Naturalissima è poi la propensione alle sottolineature cromatiche dei brevissimi interludi, piccole aree dalla purezza stilistica degna delle più famose composizioni sinfoniche.
Insomma una prova maiuscola, che nulla toglie alla edizioni Supraphon che l’hanno preceduta ma che aggiunge una particolare capacità d’emozionare, oggi del tutto rara.
Per posizionarsi sul gradino più alto di una ipotetica valutazione complessiva delle realizzazioni dell’opera, Mackerras aveva bisogno però di grandi cantanti e almeno i principali sono davvero eccellenti.
La Rusalka della Fleming ha fatto il giro del mondo, con piena soddisfazione per chi l’ha potuta ascoltare dal vivo, ma anche per i comuni mortali, come il sottoscritto, che si affidano solo all’ascolto dei dischi lo stupore si accompagna alla piena ammirazione.
Centri pieni, risonanti nelle note gravi, omogeneità d’emissione che non lascia spazio nei vari registri, acuti – in modo particolare i molti Si bemolle – raggianti, facili.
Ma espressività molto occidentale con vibrazioni sottili e continue che ravvivano un personaggio il cui pallore dovrebbe essere peculiare.

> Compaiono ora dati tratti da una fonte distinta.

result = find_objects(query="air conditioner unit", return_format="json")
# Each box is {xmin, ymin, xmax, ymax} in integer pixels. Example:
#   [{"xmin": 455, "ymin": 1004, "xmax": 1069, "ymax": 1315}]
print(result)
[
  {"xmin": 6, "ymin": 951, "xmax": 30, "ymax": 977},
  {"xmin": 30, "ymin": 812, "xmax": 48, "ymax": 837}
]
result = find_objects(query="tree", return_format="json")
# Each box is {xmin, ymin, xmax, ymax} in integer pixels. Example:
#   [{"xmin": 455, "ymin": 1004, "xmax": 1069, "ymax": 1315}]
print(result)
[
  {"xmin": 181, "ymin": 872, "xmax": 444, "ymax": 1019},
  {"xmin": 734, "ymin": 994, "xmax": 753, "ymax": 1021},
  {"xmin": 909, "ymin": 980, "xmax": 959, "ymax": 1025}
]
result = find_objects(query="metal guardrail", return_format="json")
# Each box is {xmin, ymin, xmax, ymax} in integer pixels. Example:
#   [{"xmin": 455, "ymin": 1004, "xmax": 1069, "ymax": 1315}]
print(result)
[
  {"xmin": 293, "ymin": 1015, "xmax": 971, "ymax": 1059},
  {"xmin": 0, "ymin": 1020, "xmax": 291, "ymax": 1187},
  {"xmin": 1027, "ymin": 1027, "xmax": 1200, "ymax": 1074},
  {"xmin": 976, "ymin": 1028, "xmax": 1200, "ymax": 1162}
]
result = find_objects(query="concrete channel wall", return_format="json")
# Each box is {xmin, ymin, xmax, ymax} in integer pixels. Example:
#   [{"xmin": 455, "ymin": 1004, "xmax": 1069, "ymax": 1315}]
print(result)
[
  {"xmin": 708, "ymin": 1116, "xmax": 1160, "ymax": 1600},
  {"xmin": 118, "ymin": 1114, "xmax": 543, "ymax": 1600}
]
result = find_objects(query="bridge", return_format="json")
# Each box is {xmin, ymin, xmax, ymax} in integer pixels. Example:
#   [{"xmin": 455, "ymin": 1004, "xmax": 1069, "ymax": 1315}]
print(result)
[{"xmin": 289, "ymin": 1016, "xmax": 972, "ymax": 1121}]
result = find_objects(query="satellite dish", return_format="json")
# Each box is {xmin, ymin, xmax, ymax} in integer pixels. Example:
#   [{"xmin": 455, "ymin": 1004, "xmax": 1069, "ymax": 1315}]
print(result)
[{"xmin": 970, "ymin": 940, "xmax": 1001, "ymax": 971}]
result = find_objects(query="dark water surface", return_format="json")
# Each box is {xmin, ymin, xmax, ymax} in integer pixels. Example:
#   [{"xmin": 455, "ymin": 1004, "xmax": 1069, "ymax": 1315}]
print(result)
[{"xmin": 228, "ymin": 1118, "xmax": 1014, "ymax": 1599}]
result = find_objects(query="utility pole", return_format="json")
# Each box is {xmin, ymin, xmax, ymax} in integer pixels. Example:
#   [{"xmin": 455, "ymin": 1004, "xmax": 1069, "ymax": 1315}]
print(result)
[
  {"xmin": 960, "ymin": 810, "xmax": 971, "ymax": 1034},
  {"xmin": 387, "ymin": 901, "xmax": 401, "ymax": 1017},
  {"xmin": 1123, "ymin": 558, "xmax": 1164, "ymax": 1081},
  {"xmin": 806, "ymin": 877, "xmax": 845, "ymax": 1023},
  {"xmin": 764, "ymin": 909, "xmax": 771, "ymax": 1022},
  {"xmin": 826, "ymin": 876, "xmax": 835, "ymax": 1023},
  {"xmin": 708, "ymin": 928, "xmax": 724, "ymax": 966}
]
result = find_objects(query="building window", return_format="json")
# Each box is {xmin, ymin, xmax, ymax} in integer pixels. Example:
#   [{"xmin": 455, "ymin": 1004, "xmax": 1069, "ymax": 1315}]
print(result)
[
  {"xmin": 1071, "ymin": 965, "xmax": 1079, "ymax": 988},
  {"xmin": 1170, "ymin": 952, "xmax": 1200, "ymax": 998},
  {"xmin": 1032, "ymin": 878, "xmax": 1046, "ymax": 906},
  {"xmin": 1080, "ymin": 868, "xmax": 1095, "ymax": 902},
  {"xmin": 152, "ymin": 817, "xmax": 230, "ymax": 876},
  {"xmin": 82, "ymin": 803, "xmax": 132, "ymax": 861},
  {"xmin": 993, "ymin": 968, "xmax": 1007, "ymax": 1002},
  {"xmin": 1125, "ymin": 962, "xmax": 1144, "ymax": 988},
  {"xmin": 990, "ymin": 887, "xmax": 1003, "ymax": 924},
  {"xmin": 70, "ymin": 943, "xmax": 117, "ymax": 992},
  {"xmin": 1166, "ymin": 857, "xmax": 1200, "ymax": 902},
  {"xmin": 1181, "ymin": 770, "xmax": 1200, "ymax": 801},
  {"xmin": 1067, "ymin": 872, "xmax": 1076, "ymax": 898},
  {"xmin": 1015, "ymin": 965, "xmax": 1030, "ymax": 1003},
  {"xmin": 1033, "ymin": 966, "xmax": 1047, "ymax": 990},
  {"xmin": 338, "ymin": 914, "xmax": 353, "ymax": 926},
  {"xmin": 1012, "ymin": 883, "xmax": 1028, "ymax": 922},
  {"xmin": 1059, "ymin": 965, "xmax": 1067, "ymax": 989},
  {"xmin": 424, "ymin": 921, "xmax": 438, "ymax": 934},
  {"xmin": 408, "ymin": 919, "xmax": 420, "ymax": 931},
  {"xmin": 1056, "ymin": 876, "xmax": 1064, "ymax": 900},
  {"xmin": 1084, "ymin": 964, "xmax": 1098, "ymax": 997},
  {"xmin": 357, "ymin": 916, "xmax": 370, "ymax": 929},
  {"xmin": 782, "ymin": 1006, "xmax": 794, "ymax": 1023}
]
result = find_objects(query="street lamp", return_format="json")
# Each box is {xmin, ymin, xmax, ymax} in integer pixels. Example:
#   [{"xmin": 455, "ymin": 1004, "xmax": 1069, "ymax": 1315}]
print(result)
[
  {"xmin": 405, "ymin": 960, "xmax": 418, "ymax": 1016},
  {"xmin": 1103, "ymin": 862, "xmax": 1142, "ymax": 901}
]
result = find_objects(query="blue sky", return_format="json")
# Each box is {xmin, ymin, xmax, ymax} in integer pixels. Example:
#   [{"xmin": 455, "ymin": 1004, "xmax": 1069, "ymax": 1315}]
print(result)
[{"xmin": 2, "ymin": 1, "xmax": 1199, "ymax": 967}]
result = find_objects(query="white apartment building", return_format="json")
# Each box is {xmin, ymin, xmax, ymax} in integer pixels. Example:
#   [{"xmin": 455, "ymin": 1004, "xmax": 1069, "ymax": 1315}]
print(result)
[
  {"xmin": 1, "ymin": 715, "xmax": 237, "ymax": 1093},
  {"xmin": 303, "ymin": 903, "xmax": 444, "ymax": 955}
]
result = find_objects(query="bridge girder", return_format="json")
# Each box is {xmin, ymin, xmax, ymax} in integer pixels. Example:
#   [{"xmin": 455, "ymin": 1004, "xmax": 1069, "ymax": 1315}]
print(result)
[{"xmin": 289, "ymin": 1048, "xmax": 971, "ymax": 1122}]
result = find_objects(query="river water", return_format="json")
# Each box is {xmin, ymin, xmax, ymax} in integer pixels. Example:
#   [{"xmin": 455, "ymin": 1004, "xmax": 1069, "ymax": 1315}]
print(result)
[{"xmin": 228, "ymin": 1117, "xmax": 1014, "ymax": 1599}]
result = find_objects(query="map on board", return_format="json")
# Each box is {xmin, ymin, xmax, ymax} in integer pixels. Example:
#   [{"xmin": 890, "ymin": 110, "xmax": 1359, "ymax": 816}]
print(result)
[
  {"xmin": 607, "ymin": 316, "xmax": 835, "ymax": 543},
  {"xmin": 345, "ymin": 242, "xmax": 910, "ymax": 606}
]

Una donna a tutti gli effetti, quindi, che non solo canta molto bene ma interpreta meglio con una carica di sensualità e di dolcezza malinconica da innamorata senza infingimenti.
Il principe di Heppner è un piacere per le orecchie, tale è la facilità nell’emissione, la lucentezza del timbro, il metallo prezioso degli acuti che ne fanno il migliore interprete della parte in assoluto.
Il canto si sposa sempre alla consapevolezza della nobiltà del ruolo, ma i tremiti, l’ansia, lo stupore di chi vorrebbe capire, la nostalgia tutta intrisa di dolente sconforto stupiscono.
Il finale dovrebbe riempirci di disperazione ma Heppner sa virare dal semplice dolore ad una serenità maestosa, la morte come mezzo ultimo per non separarsi più, la notte come pace eterna che irrompe in un mondo, quello degli umani, fatto di inganni e perfidie, ormai, dopo aver conosciuto la ninfa muta, non più sopportabile.
Per il futuro, sarà difficile associare alla parte un tenore che non abbia le caratteristiche di Heppner, un po’ come il timbro di Pavarotti è stato e sarà sempre il Rodolfo per antonomasia.
Bravissima la Jezibaba della Zajick, un po’ più discreta nell’ottava grave, ma la parte deve rispondere alle esigenze dell’orchestrazione che le dedica ritmi ben più saltellanti e in allegro, che non lasciano certo il tempo per voci da mezzosoprano troppo cavernose.
Non è lei la perfida, ma risponde con naturalezza alle esigenze dei ruoli, di qui il soprannaturale e di là l’uomo con i suoi tradimenti.
Chi non sta alle regole paga, ma è un gioco inevitabile, in Jezibaba non v’è cattiveria compiaciuta, v’è solo il mistero di un mondo che noi non riusciremo mai a penetrare.
L’Ondin, lo spirito delle acque di Hawlata, è un buon basso-baritono, senza vette interpretative e una voce non del tutto morbida, che si stimbra nella salita agli acuti, ma il suo ricorrente e straziante “ Beda” finisce per agitare anche i più indifferenti.
Riesce a trasmettere il paternalismo convinto di chi non è riuscito a distogliere dai pazzi progetti la figlia prediletta… e chi non avrebbe agito così?
La Principessa della Urbanovà ha l’asprezza nel timbro necessaria ma gli acuti suonano un po’ indietro e lievemente sforzati e forse manca di una più intensa cattiveria.
Bella voce educata la guardia forestale di Kusnjer, così come corretta è la voce dello sguattero affidata alla voce femminile della Kloubovà.
Dolcissime le tre ninfe: Aghovà. Buresovà e Minutillo.
A chi non l’avesse ancora fatto raccomando un ascolto attentissimo, lo stupore non mancherà di dipingervi il volto incredulo.